The Department of Defence has been convicted and fined for failing to manage psychosocial risks relating to the death of a worker – the first penalty of its kind for a Commonwealth employer. The NSW Local Court convicted Defence and imposed a $188,000 fine after the Defence worker’s supervisors failed to manage the serious and foreseeable psychosocial risks arising from a relentless series of performance management work plans.

The sentencing follows a Comcare investigation into the on-duty suicide of a 34-year-old Royal Australian Air Force technician at the RAAF's Williamtown based in NSW. At the time of the man’s death in July 2022 he had been subjected to four separate Work Plans over a six-month period.
Despite the worker displaying increasing signs of distress and ill-health during the process, Defence did not take reasonably practicable measures to eliminate or minimise the health and safety risks faced by the man. The risks were obvious and known to Defence through their own existing policies and guidelines, which in this case were not applied and followed in practice, and were not supported by training those responsible for implementing them.
Risk controls available to Defence included training supervisors to:
- understand how a Work Plan may be a psychosocial hazard
- identify psychosocial risks associated with workers subject to performance management through Work Plans; and
- eliminate or minimise psychosocial risks arising from Work Plans, including when to refer a worker for medical assessment and suspend the performance management process.
Comcare’s CEO Colin Radford said, “Comcare’s investigation found that at no point during this process did the worker’s supervisors refer him for support, place him on leave, or take any other steps to relieve the stress and pressure he clearly felt.”
“The investigation found Defence knew the worker was not coping and that he was also experiencing personal issues.
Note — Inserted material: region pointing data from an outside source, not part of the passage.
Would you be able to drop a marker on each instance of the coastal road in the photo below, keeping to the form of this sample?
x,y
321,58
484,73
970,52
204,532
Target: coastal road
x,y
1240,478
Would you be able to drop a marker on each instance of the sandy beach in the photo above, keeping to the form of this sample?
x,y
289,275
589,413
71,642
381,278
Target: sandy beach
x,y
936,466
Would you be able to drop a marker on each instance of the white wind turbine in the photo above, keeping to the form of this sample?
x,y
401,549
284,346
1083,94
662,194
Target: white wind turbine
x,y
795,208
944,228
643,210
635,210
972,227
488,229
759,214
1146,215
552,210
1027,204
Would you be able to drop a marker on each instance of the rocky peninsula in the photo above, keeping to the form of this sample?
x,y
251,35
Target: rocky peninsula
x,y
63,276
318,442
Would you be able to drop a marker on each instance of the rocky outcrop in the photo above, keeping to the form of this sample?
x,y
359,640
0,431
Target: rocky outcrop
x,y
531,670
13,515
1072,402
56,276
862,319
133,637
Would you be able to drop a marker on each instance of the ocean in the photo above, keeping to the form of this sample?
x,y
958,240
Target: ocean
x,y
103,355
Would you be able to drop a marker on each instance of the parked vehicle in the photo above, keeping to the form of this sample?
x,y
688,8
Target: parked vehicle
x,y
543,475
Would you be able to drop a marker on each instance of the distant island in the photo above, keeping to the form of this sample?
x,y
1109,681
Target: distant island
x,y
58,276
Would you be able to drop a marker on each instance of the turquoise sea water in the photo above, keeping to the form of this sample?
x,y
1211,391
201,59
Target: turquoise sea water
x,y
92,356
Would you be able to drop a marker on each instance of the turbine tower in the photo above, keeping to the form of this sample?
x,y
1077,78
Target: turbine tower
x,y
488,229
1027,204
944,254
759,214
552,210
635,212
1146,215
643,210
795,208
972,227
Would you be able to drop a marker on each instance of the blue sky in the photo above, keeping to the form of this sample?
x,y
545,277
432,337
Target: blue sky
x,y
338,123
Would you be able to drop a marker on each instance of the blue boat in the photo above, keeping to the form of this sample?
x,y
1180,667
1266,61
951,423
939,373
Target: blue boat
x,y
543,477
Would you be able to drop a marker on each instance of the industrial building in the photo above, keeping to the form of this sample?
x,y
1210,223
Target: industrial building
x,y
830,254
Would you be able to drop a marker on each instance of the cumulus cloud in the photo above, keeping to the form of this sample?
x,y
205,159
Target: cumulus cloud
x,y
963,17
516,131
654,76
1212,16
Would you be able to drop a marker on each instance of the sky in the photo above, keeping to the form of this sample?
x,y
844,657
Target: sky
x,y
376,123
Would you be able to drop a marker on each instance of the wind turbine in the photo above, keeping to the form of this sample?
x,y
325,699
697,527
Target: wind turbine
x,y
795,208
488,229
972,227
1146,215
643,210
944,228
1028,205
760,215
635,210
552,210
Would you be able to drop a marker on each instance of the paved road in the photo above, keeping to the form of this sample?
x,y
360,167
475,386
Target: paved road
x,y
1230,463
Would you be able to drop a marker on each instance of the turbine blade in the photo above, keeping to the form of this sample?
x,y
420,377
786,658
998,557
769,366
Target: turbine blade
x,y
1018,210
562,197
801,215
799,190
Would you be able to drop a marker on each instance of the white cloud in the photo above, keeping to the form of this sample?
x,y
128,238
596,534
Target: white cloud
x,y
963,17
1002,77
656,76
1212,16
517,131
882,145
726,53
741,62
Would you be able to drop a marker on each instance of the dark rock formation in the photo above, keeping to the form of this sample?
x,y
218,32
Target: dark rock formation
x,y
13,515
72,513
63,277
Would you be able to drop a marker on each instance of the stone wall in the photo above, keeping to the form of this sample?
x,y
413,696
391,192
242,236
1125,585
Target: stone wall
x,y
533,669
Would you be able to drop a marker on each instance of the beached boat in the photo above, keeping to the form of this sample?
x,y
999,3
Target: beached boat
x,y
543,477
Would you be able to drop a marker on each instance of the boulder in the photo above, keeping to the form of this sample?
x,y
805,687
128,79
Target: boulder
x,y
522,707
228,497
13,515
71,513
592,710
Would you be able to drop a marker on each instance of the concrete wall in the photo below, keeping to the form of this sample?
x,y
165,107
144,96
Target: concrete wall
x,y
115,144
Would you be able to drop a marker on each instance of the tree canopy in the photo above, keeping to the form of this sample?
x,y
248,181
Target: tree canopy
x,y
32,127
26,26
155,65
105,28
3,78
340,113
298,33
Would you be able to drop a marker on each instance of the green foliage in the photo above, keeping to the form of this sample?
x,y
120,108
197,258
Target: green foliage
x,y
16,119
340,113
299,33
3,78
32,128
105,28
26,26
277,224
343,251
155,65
The serious and foreseeable risks required a proactive approach to work health and safety that the department failed to deliver.”
In addition to the conviction and fine, the Court also imposed an adverse publicity order on the Department of Defence, with details of the order to be determined. Adverse publicity orders can require organisations to publicise their offending, its consequences, the penalty imposed and any other relevant matter.
Increased use by the courts of adverse publicity orders is one of the recommendations of the Victorian Sentencing Advisory Council report on OHS sentencing which was released in February 2025.